[flang-commits] [flang] 4d42e16 - [flang] runtime: fix problems with I/O around EOF & delimited characters

peter klausler via flang-commits flang-commits at lists.llvm.org
Fri Jul 23 18:48:02 PDT 2021


Author: peter klausler
Date: 2021-07-23T18:23:26-07:00
New Revision: 4d42e16eb8f7bb1484a1970324aa3391809188de

URL: https://github.com/llvm/llvm-project/commit/4d42e16eb8f7bb1484a1970324aa3391809188de
DIFF: https://github.com/llvm/llvm-project/commit/4d42e16eb8f7bb1484a1970324aa3391809188de.diff

LOG: [flang] runtime: fix problems with I/O around EOF & delimited characters

When a WRITE overwrites an endfile record, we need to forget
that there was an endfile record.  When doing a BACKSPACE
after an explicit ENDFILE statement, the position afterwards
must be upon the endfile record.

Attempts to join list-directed delimited character input across
record boundaries was due to a bad reading of the standard
and has been deleted, now that the requirements are better understood.
This problem would cause a read attempt past EOF if a delimited
character input value was at the end of a record.

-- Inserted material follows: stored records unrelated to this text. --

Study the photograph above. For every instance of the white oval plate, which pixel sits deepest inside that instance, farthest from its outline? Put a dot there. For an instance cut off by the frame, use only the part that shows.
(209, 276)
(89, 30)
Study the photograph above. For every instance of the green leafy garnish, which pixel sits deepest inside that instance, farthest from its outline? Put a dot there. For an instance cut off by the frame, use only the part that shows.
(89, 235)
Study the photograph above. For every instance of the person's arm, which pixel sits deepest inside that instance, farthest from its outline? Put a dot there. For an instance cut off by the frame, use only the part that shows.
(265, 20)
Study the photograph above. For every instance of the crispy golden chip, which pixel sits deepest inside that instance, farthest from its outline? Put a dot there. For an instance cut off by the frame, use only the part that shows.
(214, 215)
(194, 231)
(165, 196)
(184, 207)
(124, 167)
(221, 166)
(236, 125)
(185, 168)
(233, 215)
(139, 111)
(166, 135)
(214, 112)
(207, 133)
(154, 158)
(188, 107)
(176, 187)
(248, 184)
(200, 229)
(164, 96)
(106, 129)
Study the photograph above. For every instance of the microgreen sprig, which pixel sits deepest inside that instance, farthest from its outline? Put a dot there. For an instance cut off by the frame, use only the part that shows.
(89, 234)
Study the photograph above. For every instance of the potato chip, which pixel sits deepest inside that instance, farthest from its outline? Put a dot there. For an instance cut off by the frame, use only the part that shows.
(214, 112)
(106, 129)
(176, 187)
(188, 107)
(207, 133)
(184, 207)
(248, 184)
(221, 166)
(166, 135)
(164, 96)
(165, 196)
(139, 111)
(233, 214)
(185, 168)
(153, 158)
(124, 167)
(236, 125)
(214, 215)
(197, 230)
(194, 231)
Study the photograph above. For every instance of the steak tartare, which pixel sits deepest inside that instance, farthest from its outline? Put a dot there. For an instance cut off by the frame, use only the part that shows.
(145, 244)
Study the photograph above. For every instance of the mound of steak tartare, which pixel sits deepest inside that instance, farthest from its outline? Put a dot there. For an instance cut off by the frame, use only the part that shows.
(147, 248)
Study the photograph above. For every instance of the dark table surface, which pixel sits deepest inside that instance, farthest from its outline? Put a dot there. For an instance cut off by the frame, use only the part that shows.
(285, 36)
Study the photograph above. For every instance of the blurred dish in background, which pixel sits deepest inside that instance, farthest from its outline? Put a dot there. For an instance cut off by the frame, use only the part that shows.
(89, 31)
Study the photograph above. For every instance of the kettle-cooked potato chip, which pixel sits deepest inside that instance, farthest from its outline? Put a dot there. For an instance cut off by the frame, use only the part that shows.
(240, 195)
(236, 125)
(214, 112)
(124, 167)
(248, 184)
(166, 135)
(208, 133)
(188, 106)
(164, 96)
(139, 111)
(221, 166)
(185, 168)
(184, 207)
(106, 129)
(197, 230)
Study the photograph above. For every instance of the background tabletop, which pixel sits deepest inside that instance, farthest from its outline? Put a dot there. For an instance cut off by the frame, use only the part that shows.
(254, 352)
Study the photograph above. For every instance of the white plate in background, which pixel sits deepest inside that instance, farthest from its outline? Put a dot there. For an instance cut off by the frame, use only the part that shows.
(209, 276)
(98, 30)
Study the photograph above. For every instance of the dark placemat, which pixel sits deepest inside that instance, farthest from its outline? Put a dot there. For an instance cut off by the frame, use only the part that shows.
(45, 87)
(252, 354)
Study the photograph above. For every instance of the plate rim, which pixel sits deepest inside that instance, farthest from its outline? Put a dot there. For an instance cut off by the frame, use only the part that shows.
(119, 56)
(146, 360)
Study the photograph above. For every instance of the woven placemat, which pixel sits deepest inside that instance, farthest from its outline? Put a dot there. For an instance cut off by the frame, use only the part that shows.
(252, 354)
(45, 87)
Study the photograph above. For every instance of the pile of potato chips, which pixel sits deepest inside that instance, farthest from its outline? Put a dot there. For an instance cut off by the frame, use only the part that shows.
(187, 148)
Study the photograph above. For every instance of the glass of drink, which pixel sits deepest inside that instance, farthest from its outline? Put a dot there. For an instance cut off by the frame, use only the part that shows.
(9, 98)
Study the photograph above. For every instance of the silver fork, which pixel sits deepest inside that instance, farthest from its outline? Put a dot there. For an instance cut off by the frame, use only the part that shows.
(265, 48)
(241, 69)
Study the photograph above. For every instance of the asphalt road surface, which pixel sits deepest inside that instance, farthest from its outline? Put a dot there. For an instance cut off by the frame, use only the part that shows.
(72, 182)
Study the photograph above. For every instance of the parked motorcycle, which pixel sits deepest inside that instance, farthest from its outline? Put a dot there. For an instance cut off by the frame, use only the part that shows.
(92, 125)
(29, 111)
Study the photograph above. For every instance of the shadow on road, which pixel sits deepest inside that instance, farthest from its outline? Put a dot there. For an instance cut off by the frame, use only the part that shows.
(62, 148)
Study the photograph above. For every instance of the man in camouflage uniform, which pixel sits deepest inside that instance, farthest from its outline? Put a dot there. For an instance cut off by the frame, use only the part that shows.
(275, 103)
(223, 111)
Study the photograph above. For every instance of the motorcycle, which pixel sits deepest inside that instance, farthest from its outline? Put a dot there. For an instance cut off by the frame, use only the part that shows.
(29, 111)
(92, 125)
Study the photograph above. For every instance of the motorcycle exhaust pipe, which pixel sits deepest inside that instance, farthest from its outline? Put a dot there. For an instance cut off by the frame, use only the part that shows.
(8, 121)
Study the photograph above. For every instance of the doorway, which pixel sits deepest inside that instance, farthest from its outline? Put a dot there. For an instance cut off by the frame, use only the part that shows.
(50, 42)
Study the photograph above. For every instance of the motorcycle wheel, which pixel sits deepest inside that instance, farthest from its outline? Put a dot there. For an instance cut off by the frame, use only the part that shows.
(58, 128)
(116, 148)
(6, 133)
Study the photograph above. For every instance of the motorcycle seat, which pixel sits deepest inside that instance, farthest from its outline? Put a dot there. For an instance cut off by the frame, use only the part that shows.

It turns out that delimited list-directed (and NAMELIST) character
output is required to emit contiguous doubled instances of the
delimiter character when it appears in the output value.  When
fixed-size records are being emitted, as is the case with internal
output, this is not possible when the problematic character falls
on the last position of a record.  No two other Fortran compilers
do the same thing in this situation so there is no good precedent
to follow.

Because it seems least wrong, with this patch we now emit one copy
of the delimiter as the last character of the current record and
another as the first character of the next record.  (The
second-least-wrong alternative might be to flag a runtime error,
but that seems harsh since it's not an explicit error in the standard,
and the output may not have to be usable later as input anyway.)
Consequently, the output is not suitable for use as list-directed or
NAMELIST input.

If a later standard were to clarify this case, this behavior will of
course change as needed to conform.

Differential Revision: https://reviews.llvm.org/D106695

Added: 
    

Modified: 
    flang/docs/Extensions.md
    flang/runtime/edit-input.cpp
    flang/runtime/edit-output.cpp
    flang/runtime/unit.cpp
    flang/unittests/RuntimeGTest/Namelist.cpp

Removed: 
    


################################################################################
diff  --git a/flang/docs/Extensions.md b/flang/docs/Extensions.md
index e55be8b1bc948..49295ae430bd9 100644
--- a/flang/docs/Extensions.md
+++ b/flang/docs/Extensions.md
@@ -35,6 +35,29 @@ accepted if enabled by command-line options.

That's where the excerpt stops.